Il problema di Becciu
Se la Chiesa ha dimostrato di aver bisogno di qualcosa, più di tutto, in questi anni, è una certa cautela nell’esporsi a livello mediatico. Tre casi per capirlo: Emanuela Orlandi, la crisi dello Ior e, infine, il caso Becciu, una sorta di “errore giudiziario” della Santa Sede. Su quest’ultimo si stanno concentrando in molti, perché Becciu, nonostante abbia perso, almeno stando alla comunicazione ufficiale della Sala Stampa vaticana i suoi diritti cardinalizi (pur rimanendo un cardinale), pretende di poter partecipare come cardinale elettore, vista l’età, al prossimo Conclave.
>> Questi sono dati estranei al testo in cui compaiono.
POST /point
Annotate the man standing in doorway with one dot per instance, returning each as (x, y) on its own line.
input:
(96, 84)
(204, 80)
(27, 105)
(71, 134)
Chiaramente il suo voto non cambierà nulla, nonostante a destra si stia costruendo un presunto complotto del progressista Parolin ai danni del cardinale sardo, come se la sua esclusione fosse l’unico modo di garantire una vittoria progressista al Segretario di Stato. In realtà, come abbiamo spiegato, fino a prova contraria, essendo iscritto nell’elenco dei cardinali non elettori, Becciu, salvo indicazione differenza, semplicemente non potrà votare al Conclave. Insomma, tanto rumore per nulla? Ni. Di fatto non dovrebbe cambiare nulla, sia nel caso in cui votasse sia nel caso in cui le cose rimanessero come sono. Il problema, tuttavia, riguarda il discorso più ampio, come sottolineato da Matteo Matzuzzi in una nostra intervista, della gestione della giustizia durante il papato di Bergoglio. Evidentemente il caso Becciu è stato un bug nel sistema di Francesco, sia nei modi in cui è stato fatto fuori, sia per le conseguenze della sua estromissione: il caos e, appunto, una nuova attenzione mediatica in cerca dello scandalo da libro di Dan Brown.